İstanbul Ümraniye'de 7 Ekim 2009 akşamı düzenlenen silahlı saldırıda, Orta Asya'da faaliyet gösteren Kazakistan merkezli Turkuaz Holding Yönetim Kurulu Başkanı Zeki Pilge ağır yaralandı, şirket CEO'su Hayri Ersoy öldü. Pilge ilk ifadesinde, Kazakistan'dan tanıştığı bir valinin olayda parmağı olabileceğini söyledi. Soruşturma sürerken başka suçlardan hüküm giymiş olan A.B., savcılığa giderek failin kendisi olduğunu ve dayısı R.K.'nin azmettirdiğini iddia etti. Ancak devreye İstanbul'dan giden iki FETÖ'cü komiser girdi. Onların etkisiyle A.B. ifade değiştirdi ve şirketin ortaklarını suçladı. Yine FETÖ'cülerin etkisiyle Zeki Pilge de ifade değiştirip şirket ortaklarının suikast teşebbüsüyle ilgili olabileceğini iddia etti. Bunun üzerine holding ortaklarından M.G. tutuklandı. İ.K. ise serbest kaldı.
621 KEZ OYNANMIŞ DELİL
Kumpasın başında da Pilge'nin yakın arkadaşı İstanbul Genç İş Adamları Derneği Başkanı avukat Hüseyin Ataol vardı. FETÖ'cü polis müdürü Ali Fuat Yılmazer'in kayınbiraderi de olan Ataol'un hedefi, ortakları tutuklu bulunan ve son olarak Ankara'daki bir inşaat şirketiyle 1 milyar dolarlık iş anlaşması imzalayan Turkuaz Holding'i ele geçirmekti.

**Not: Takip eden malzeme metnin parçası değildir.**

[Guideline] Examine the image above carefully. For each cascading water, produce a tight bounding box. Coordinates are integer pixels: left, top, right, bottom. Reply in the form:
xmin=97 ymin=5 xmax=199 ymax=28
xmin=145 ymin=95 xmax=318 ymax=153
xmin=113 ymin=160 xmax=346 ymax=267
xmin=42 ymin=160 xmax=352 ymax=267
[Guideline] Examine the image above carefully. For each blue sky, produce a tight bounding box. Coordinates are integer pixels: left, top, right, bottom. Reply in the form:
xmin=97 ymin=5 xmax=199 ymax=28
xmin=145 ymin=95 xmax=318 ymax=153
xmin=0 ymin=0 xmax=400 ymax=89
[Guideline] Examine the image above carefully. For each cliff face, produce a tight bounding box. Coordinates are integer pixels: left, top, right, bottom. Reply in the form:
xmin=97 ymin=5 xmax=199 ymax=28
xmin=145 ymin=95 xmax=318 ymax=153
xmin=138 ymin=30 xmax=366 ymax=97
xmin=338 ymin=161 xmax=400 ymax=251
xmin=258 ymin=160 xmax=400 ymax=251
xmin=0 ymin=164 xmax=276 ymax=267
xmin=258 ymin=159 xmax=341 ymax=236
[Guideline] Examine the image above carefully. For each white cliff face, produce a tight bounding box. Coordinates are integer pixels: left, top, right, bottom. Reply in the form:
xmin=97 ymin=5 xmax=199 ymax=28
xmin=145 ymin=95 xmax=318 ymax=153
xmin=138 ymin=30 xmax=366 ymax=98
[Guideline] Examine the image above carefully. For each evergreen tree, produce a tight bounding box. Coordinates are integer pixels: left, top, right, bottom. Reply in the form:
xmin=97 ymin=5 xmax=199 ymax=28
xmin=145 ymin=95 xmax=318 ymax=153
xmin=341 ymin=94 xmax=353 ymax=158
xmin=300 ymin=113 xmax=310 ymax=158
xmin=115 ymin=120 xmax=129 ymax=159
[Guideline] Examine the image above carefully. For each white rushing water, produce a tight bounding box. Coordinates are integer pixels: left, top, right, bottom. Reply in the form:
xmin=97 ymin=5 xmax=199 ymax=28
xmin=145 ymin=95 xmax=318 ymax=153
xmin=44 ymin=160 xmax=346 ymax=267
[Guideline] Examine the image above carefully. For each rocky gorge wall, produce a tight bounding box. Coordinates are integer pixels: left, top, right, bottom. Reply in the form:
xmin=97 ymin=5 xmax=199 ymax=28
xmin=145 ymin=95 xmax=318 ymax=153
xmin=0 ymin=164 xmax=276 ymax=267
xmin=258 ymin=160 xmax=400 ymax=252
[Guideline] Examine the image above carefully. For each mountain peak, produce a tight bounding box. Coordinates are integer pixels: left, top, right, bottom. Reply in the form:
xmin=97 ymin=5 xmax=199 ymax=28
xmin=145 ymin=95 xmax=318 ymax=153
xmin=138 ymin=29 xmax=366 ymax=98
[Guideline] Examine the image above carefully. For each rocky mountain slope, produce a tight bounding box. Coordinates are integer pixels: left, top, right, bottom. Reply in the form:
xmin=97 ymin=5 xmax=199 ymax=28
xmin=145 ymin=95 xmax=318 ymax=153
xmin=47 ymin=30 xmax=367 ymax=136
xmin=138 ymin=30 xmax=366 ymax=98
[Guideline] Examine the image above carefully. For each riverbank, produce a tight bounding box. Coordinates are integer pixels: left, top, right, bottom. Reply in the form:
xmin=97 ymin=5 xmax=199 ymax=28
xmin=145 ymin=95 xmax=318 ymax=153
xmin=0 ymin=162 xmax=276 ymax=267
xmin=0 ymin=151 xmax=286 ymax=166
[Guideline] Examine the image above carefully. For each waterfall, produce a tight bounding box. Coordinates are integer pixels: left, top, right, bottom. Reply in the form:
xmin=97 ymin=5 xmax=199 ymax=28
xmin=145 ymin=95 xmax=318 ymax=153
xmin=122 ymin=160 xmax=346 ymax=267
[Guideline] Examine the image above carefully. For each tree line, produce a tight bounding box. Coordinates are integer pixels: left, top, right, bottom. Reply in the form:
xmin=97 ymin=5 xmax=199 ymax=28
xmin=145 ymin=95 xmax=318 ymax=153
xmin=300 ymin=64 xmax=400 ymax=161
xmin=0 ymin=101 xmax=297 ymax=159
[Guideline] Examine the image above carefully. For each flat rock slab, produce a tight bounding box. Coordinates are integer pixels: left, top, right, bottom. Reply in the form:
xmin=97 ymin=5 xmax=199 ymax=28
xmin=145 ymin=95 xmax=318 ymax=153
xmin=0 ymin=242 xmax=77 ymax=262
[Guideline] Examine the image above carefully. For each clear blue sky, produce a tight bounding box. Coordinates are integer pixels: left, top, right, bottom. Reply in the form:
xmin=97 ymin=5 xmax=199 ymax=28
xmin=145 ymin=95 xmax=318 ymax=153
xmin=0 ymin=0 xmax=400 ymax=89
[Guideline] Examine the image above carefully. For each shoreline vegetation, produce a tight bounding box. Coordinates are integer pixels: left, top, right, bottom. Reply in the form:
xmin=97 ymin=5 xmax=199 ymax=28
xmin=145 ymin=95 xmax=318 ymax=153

Holdingin kârının büyük kısmı FETÖ'ye gidecekti. Bu nedenle ortakları hedef almıştı. İstanbul Emniyet Müdürlüğü'ndeki FETÖ'cü polis müdürleri, davanın savcıları ve TİB'deki bağlantıları üzerinden sahte deliller üretti. İstanbul Anadolu 9. Ağır Ceza Mahkemesi davanın en önemli delili olan HTS kayıtlarının incelenmesi için bilirkişi tayin etti. Bilirkişi yaptığı incelemede TİB tarafından verilen CD'deki kayıtların 621 defa oynandığını tespit etti. FETÖ'cülerin hâkimiyetindeki TİB'in mahkemeyi yanlış bilgilendirdiği ortaya çıktı. HTS kayıtlarında, bazı telefonların suçun işlendiği saat ve bölgedeki görüşme var denilen kayıtlara rastlanmadığına dikkat çeken bilirkişi "HTS kayıtları şaibelidir" görüşünü bildirdi. FETÖ'nün sahte delillerle hapse attığı ve iddia edilen görüşmeleri yapmadığı ortaya çıkan M.G. ise serbest bırakıldı.